[Date Prev]   [Date Next] [Thread Prev]   [Thread Next] [Date Index]   [Thread Index]

 

     nocol-users mozbot talks to nocol

Well, mozbot listens to nocol anyway. ;)

Good timing on releasing the SQL status database, JUST as I finish coding,
d'oh!

At any rate, my company hangs out in irc alot, so that people dont have to
yell from office to office, and when people are at remote sites or
telecommuting, we can maintain conversations without having people
interupting eachother with phone calls. We even have some savvy customers
trained to bother us in a client channel too. ;) Of course we have our own irc
servers.

We sometimes dont notice that some nocol state is changing before we get a
huge number of pages. Even so, our paging system (the telco) can be
unreliable. I want to ensure we do NOT miss any alert statuses in nocol. And
in fact, I want a subset of nocol states to be flagged in some way without
resorting to the cumbersome and intrusive pager system.  If someone is
around on the irc, they can go fix it, when its in error or warning state,
because its not worth paging someone who's out visiting relatives on the
weekend, though it should eventually be fixed. Email is also unreliable in
terms of WHEN people read it, as well as their powers of ignoring important
email. ;)

So for us, IRC seems like a good place to give alerts on things that
we consider not ever worthy of a critical flag. (A good example
is diskspace. We consider 98-99% to be critical on most our systems
because they have 20-50 gigs on most of them now. Having 'only' 1 gig
free is not an emergency. So its not worth it to page someone because
disk space is in error state. But its worth it to indicate it in irc.

I am still tweaking it a bit, and will be done in a day or two, 
and will be handing out urls then.

Just wondering what else people want added to this while Im at it.

Right now I have this coded and working:

- reporting changes to any state (from I to W/E/C or back to I)
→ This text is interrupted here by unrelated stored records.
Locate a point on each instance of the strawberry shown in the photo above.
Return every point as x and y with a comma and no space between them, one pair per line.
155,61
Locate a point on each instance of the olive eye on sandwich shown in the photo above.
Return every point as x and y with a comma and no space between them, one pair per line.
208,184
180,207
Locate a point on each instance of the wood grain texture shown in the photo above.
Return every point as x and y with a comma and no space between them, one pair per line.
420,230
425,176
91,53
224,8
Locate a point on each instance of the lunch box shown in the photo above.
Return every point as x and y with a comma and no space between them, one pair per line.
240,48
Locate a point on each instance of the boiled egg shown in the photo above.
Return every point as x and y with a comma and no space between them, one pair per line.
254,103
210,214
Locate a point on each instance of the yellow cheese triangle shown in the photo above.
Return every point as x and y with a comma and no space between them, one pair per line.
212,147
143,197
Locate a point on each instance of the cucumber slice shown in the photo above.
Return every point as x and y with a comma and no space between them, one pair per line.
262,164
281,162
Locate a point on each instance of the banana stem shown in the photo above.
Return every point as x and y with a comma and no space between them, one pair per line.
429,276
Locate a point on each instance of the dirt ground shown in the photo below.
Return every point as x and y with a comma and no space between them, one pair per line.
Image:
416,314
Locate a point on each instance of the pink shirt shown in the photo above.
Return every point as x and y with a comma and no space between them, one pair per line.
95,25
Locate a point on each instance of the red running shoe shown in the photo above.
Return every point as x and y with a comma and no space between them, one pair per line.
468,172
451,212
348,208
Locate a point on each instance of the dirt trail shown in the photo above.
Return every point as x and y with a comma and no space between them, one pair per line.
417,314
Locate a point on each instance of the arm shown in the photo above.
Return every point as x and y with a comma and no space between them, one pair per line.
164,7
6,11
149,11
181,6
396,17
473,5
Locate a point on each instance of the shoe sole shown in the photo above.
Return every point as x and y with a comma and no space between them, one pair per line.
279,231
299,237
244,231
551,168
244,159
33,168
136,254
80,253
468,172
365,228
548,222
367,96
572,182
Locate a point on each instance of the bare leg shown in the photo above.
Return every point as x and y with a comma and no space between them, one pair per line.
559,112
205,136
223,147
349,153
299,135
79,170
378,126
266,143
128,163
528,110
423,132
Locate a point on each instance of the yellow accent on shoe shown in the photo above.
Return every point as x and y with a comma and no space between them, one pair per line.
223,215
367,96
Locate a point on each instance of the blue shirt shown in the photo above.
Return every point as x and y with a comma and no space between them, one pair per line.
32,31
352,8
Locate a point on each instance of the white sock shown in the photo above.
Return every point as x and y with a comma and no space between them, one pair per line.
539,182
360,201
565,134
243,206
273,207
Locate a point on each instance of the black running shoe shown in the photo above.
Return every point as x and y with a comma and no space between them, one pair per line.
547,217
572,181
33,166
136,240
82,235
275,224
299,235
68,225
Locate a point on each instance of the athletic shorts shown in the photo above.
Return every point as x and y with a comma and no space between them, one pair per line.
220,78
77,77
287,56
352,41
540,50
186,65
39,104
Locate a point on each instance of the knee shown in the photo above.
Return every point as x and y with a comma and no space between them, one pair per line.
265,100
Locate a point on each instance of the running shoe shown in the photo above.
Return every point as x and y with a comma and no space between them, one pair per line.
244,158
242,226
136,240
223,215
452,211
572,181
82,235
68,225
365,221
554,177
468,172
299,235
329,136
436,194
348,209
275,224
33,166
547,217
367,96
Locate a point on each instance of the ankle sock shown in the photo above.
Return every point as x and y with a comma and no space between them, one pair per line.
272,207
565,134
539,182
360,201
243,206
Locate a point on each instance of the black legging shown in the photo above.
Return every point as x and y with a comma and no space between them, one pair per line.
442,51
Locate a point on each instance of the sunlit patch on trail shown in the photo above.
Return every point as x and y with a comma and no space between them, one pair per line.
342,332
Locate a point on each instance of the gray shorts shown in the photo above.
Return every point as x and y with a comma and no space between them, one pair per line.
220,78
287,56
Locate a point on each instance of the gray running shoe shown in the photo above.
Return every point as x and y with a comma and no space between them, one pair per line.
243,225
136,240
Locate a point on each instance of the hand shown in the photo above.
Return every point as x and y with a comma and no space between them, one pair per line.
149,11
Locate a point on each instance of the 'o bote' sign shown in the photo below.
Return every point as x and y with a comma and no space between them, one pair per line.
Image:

- allowing user to request output of any state to channel or back in private
   /msg (I do not allow a full INFO report back in channels)

I am going to tweak this a bit to allow a simple limit - even I can see
now how much state fluctuates - I NEVER noticed this before. Its kinda
interesting - but its alot of traffic in some ways, with every warning
popping up and disappearing another 2-3 minutes later. I can make a limit
so that only Errors or full Critical status are reported.

I am trying to get the exception stuff working a bit better now, to allow
the bot to report on and insert exceptions much as the web interface does.
However, the web interface exceptions do NOT seem to be sticking for me
(on subsequent reload they're gone). I think there's a permission problem
writing to disk, but the exceptions file is owned by the same user that
owns the apache process. Strange.

I am also going to allow the user to request a report of all states (below a
certain level) from a specific machine, or all states (below a certain
level) of a trait ('varname') from all machines. Or one specific machine's
state for a certain trait.

The one last thing I think we need is to allow a nag config to be setup so
that a periodic nagging over an existing state can be reiterated again
(currently the bot only volonteers info on state changes). I can also
allow (a) target user(s) to be nagged specifically about various problems.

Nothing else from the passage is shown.